Even for myself, I tried many of the things I was taught and realized that much of it was not very useful or practical for me at least. (Later, as my skills grew deeper some of those things were found to be useful—but it took a Long Time.) It was during this refining process and the burning off of the dross that the core of Pencak Silat Pertempuran was developed.
It has been revised and refined over the years to what it is now. Essentially the act of reduction and redundancy. Almost exclusively.
When you look at the curriculum you’ll notice, for example, that I don’t specifically teach stances, or blocks, or even parry’s per se. It was a deliberate choice to start people in the learning process by only teaching them things that they could actually use. No training wheels. Most people don’t need to learn how to stand longer, they need to learn how to move better—why teach them to stand then? You don’t need to learn how to block, you need to learn how to move and counter. That’s a much better use of your time than conditioning bad habits of being stationary and trying to block attacks.

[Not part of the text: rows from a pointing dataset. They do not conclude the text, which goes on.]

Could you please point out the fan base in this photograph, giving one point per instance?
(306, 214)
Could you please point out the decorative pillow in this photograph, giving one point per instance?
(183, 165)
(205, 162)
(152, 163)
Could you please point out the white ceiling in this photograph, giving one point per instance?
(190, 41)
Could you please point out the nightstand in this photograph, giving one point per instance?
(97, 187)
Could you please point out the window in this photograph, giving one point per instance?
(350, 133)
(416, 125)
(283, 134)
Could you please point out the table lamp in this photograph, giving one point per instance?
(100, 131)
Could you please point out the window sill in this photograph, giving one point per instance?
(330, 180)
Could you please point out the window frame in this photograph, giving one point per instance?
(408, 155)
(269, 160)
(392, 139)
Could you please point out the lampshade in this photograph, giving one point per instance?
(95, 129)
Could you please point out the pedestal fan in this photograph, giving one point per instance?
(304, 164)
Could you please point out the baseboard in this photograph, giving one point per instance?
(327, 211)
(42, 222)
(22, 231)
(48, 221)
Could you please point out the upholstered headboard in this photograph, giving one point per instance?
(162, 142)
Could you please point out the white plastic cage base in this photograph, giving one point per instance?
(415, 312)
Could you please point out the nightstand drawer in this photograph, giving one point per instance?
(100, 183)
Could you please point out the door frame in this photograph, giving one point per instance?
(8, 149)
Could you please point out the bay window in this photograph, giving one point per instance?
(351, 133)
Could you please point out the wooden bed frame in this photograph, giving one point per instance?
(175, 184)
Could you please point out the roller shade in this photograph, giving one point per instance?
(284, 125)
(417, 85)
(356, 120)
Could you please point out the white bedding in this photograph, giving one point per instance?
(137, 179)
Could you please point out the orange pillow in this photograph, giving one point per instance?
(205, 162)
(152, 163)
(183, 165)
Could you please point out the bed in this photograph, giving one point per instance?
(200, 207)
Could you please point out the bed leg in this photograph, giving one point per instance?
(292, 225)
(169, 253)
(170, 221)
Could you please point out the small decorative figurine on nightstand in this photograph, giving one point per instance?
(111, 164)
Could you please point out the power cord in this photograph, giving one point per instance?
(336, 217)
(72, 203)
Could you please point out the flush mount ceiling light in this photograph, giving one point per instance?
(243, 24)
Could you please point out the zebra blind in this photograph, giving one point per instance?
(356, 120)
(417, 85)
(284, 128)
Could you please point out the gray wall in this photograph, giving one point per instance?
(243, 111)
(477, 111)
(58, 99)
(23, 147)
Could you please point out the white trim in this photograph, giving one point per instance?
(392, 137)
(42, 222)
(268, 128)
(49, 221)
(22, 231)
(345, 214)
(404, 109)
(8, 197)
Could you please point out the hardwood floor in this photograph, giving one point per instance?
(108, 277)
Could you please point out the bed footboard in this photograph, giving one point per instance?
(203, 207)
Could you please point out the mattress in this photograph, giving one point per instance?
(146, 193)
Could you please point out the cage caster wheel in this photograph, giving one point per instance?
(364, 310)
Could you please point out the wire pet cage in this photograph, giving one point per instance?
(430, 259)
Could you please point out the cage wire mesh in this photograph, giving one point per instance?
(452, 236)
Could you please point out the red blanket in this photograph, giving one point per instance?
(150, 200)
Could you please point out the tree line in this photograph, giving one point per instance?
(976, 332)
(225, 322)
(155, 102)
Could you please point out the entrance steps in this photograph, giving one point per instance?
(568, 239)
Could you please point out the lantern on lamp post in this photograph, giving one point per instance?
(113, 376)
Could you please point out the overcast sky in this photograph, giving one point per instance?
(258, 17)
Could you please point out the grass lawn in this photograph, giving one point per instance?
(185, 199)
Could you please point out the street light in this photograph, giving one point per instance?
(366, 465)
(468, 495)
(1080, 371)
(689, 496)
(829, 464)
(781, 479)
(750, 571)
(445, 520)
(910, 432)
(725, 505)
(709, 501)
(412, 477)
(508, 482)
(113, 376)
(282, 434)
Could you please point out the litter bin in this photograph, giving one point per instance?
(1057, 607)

I’d rather people walk away from every class learning how to actually be better at defending themselves rather than teach things that aren’t particularly useful or that I have to unteach them later.
And if we’re honest with ourselves, those things like stances, blocks, etc. are not even useful for keeping someone safe. To be in defense means that you are specifically and deliberately putting yourself at a timing disadvantage and I have no damn idea why you would do that…. particularly when you’re already not very good. It makes no sense—it only makes dollars.